Welcome to the demo bomb.
Phase 1
Breakpoint 2, phase_1_of_1 () at boom.c:14
14 void phase_1_of_1 () {
(gdb) where
#0 phase_1_of_1 () at boom.c:14
#1 0x0000555555554823 in main () at boom.c:34
(gdb) list 14
9 void explode() {
10 printf("KABOOM!!!\n");
11 exit(1);
12 }
13
14 void phase_1_of_1 () {
15 int args, x, y;
16 int sum = 0;
17
18 args = fscanf (stdin, "%d %d", &x, &y);
(gdb) cont
Continuing.
3 10
You safely defused the bomb. Well done.
[Inferior 1 (process 8708) exited normally]
(gdb) quit
You can add a breakpoint at any point before you have called run or after you have called run and the program is paused.
Stepping through a function, by line: next, step, and continue to examine a program as it executes:
next executes one line of source code in the current function.
step is similar to next, but will step inside a function that is called on the current line. next <N> and step <N> increment N lines, rather than just one line.
continue executes the program until the next break point
The list command displays source code around your most recent listing; list <number> displays code starting at a particular line. At any time, you can use continue(or just cont) to proceed automatically to the next breakpoint or until the program terminates.
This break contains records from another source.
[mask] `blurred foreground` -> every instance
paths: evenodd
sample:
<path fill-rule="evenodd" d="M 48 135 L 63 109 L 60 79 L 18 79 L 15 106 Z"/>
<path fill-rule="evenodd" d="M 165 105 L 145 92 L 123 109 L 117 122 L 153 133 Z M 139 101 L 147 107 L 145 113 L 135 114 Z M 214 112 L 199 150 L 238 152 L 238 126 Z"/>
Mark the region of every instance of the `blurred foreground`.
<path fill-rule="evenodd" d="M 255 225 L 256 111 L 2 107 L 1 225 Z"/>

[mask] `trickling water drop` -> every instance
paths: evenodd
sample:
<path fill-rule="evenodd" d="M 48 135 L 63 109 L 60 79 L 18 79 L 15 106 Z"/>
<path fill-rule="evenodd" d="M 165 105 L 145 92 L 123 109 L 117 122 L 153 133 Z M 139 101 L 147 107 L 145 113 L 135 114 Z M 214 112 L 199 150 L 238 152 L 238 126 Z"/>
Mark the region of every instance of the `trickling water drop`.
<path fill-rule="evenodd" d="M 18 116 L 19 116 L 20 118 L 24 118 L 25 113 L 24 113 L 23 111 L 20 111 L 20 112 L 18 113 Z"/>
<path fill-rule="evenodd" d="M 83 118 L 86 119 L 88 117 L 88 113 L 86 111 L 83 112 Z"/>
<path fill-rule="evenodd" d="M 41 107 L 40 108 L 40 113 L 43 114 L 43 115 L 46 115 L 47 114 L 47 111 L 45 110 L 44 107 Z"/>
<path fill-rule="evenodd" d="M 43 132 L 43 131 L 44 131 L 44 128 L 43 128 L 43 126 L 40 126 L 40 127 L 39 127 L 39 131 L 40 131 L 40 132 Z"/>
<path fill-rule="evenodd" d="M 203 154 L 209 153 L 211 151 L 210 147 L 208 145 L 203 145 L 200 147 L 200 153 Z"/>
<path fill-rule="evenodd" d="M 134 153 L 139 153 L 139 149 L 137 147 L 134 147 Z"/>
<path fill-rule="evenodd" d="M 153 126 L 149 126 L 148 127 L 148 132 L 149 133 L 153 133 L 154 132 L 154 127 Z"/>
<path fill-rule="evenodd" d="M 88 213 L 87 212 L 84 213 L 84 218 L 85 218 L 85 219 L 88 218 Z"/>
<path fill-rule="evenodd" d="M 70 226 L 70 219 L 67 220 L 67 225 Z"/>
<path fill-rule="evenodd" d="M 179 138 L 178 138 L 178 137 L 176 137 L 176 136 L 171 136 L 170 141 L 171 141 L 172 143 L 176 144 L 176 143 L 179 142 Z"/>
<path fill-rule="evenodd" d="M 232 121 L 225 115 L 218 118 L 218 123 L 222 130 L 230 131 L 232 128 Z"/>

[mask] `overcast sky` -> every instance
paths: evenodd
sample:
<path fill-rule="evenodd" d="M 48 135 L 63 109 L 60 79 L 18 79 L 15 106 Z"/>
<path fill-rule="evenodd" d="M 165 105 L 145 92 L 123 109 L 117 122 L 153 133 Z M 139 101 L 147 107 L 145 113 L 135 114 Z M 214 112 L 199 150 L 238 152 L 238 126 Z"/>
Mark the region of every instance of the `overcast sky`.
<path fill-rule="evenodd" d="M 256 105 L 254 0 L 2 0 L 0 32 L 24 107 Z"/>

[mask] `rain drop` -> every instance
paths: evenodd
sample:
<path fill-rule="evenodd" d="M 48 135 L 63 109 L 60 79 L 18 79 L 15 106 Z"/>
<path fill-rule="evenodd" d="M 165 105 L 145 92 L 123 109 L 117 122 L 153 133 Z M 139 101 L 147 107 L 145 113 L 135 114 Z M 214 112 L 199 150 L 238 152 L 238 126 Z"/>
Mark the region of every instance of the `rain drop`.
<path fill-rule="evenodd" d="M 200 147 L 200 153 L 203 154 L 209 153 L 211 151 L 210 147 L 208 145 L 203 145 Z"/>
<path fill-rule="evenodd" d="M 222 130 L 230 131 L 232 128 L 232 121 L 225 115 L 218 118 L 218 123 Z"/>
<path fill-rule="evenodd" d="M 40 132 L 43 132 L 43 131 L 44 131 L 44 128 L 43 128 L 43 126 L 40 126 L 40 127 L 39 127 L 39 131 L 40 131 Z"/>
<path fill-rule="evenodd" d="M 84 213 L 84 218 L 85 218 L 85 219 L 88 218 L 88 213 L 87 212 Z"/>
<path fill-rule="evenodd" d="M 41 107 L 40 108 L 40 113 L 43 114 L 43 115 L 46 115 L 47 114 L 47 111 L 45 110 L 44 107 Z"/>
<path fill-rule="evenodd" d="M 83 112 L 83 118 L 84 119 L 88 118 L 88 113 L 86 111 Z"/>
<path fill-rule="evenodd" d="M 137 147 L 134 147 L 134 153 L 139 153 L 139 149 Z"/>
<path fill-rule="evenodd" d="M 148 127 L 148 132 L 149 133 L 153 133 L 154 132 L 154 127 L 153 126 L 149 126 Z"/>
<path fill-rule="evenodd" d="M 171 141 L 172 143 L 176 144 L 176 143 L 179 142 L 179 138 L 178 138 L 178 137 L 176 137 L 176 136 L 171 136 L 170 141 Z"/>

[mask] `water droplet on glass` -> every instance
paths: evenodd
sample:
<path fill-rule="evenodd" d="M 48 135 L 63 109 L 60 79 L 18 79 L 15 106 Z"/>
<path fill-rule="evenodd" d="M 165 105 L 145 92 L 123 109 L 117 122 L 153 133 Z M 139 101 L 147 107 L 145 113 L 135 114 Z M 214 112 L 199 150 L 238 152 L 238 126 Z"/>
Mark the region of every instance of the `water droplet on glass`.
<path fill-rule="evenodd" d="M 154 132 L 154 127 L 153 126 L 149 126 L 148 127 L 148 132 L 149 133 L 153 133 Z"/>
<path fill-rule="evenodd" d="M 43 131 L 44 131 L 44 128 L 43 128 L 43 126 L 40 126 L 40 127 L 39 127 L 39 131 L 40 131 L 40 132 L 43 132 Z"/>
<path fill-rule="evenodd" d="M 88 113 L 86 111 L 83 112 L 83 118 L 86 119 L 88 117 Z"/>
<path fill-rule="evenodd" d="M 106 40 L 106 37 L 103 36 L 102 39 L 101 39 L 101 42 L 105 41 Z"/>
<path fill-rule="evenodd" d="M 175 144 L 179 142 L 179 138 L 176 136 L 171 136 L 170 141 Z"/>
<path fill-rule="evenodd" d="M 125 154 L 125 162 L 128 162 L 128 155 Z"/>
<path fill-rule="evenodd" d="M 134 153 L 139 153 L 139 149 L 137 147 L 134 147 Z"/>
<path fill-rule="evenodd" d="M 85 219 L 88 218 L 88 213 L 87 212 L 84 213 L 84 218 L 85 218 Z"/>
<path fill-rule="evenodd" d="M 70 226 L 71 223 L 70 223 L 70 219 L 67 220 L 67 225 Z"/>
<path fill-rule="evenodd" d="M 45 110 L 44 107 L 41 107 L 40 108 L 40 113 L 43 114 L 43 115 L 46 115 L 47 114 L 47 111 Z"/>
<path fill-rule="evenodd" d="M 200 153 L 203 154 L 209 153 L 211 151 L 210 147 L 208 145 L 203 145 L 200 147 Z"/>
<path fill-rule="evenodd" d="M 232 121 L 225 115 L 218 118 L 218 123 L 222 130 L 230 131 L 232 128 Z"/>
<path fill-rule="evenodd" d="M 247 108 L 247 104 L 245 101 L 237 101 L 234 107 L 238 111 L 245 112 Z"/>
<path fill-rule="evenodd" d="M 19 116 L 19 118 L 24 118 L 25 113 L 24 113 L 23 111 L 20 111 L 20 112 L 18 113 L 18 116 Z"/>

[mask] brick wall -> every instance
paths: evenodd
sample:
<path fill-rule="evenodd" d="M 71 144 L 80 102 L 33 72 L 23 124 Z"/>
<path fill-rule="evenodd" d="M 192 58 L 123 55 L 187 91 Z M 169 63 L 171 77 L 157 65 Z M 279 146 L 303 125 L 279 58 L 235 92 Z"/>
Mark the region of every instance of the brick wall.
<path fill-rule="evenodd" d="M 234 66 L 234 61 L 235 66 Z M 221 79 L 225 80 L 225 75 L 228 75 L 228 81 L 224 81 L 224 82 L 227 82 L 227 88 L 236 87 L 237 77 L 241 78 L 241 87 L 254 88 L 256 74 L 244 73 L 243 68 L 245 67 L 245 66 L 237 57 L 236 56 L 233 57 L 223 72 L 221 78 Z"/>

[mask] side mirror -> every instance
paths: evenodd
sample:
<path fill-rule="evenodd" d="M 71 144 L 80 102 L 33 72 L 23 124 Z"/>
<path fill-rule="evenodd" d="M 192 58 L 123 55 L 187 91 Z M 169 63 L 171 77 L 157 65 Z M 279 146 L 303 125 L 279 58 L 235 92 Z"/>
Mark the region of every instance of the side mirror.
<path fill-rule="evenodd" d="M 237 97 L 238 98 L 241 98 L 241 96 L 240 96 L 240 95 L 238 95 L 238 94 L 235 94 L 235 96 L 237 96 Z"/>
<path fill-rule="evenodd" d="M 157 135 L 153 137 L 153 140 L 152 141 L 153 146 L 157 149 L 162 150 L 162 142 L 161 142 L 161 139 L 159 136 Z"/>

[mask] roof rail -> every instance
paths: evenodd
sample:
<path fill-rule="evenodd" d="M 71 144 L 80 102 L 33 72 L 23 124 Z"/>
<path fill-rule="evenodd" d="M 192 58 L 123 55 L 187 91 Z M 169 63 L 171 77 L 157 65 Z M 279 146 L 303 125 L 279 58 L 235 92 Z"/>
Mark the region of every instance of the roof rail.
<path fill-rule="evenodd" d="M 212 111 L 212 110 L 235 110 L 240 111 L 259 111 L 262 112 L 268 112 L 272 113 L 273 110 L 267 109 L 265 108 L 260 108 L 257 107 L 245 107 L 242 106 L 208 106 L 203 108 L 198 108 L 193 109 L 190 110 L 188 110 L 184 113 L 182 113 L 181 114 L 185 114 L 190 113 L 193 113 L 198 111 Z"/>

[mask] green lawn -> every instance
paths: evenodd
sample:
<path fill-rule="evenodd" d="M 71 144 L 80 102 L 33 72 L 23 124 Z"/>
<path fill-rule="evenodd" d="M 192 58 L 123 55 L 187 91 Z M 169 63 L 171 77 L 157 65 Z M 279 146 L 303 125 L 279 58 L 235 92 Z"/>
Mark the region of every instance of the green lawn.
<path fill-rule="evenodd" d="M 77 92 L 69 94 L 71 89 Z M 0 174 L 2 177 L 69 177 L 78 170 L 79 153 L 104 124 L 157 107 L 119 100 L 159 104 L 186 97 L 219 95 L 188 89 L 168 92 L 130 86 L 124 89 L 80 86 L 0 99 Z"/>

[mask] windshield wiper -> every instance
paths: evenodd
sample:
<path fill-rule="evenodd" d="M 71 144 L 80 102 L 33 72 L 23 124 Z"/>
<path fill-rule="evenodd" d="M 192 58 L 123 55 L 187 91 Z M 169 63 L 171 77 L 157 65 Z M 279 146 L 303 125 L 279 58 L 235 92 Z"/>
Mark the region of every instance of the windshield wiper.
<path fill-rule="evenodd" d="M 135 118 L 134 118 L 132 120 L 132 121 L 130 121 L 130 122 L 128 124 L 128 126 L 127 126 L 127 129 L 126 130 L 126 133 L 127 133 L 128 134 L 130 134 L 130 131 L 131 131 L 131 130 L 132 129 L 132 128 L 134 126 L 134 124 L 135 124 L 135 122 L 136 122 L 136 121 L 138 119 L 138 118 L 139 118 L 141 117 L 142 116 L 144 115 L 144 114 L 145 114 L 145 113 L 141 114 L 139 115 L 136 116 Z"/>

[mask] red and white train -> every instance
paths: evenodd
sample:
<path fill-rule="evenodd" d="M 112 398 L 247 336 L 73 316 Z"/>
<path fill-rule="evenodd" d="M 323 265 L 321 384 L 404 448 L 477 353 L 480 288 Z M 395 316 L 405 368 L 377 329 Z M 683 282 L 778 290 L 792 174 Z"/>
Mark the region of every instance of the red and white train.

Displaying data: print and watch
You can use the print command, or its shortcut p, to display the value of a variable in the current function. print is very flexible; you can dereference pointers, display addresses of variables, and index into arrays with the *, &, and [] operators. A watchpoint is a breakpoint that stops execution whenever the value of a variable or expression changes and displays the old and new values of that expression. Set a watchpoint with the command watch <expr>
• Start boom from the beginning; gdb boom.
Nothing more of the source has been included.